Toole said that under the current disjointed situation, "there's just not enough muscle to lift all that-there's just not enough dollars in the budget-and the result is you just run out of gas. You can't do it." The global single instance will include SAP CRM 7.0 and SAP ERP Central Component 6.0.
The Blue Harmony project is expected to take five years, and IBM is currently nearing completion of its global design system. It will be deployed initially in pilot projects in one growth market and one established market; following the pilot, a worldwide rollout will ensue. IBM also emphasized that it will be deployed to all business units globally.
As an example, Toole cited payroll applications being run in 170 different countries, and the complex sets of information such applications require up-front and that in turn they produce. All that disconnected information and its impact on many parts of the company-legal, financial, HR, etc.-were becoming a drag on IBM's ongoing efforts to evolve its business models and product sets, and to redeploy its people around the globe rapidly and sometimes dramatically to align with emerging demand and opportunities.

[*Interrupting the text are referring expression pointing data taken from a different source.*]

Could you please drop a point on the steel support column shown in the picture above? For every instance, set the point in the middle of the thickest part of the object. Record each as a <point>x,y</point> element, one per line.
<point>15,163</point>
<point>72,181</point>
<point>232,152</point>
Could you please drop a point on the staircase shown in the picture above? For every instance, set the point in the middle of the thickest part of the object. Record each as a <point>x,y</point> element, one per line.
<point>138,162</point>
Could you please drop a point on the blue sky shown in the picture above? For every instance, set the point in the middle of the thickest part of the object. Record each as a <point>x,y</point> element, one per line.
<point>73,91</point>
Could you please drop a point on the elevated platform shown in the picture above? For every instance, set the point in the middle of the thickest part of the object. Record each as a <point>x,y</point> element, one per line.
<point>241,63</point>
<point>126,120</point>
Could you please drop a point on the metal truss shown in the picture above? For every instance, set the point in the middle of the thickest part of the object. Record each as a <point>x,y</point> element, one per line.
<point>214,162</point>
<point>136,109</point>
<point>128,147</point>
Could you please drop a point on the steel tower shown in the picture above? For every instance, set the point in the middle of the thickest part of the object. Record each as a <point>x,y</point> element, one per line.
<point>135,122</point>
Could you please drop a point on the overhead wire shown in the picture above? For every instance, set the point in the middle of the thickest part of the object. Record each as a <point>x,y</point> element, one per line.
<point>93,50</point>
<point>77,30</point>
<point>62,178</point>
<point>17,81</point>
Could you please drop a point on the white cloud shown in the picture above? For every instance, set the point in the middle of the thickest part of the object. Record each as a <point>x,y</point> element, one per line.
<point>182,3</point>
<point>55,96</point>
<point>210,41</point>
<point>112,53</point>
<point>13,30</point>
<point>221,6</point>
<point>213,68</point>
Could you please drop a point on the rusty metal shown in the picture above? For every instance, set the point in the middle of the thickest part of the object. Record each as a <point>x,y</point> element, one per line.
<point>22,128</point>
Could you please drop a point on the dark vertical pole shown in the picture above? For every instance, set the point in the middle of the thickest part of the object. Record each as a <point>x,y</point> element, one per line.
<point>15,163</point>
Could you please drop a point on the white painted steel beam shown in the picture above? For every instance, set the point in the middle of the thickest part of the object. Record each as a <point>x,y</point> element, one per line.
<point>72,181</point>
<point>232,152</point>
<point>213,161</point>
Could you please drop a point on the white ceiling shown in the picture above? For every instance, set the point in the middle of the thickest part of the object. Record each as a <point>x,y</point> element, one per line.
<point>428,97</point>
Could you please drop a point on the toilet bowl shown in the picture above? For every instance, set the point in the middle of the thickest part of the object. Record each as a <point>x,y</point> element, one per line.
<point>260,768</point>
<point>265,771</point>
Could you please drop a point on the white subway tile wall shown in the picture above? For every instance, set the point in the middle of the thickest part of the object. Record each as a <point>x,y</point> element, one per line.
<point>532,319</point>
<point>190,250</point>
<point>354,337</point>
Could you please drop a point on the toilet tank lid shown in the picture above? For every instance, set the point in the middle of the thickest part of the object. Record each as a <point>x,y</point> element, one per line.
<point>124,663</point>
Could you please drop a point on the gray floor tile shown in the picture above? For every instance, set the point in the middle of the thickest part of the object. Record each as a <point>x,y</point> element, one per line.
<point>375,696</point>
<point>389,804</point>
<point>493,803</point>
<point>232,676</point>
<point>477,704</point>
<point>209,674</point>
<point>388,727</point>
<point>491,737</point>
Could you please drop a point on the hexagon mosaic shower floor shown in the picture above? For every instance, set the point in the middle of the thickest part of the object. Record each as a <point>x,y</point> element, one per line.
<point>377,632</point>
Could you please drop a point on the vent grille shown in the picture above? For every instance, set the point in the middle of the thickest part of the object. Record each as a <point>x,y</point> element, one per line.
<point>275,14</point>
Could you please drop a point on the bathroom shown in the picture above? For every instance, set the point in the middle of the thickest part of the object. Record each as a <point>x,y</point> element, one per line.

"So just in payroll, such a move can be incredibly helpful," Toole said in an interview at IBM corporate headquarters in Armonk. Overall, the company said, Blue Harmony is expected to enhance IBM's position as a truly globally integrated enterprise, operating as one consistent business across the world.
The project also underscores the long-term relationship between SAP and IBM across multiple dimensions, which represents a significant advantage for SAP in its ongoing competition with Oracle. I analyzed those dynamics in a recent Global CIO column called, "In Oracle Vs. SAP, IBM Could Tip Balance."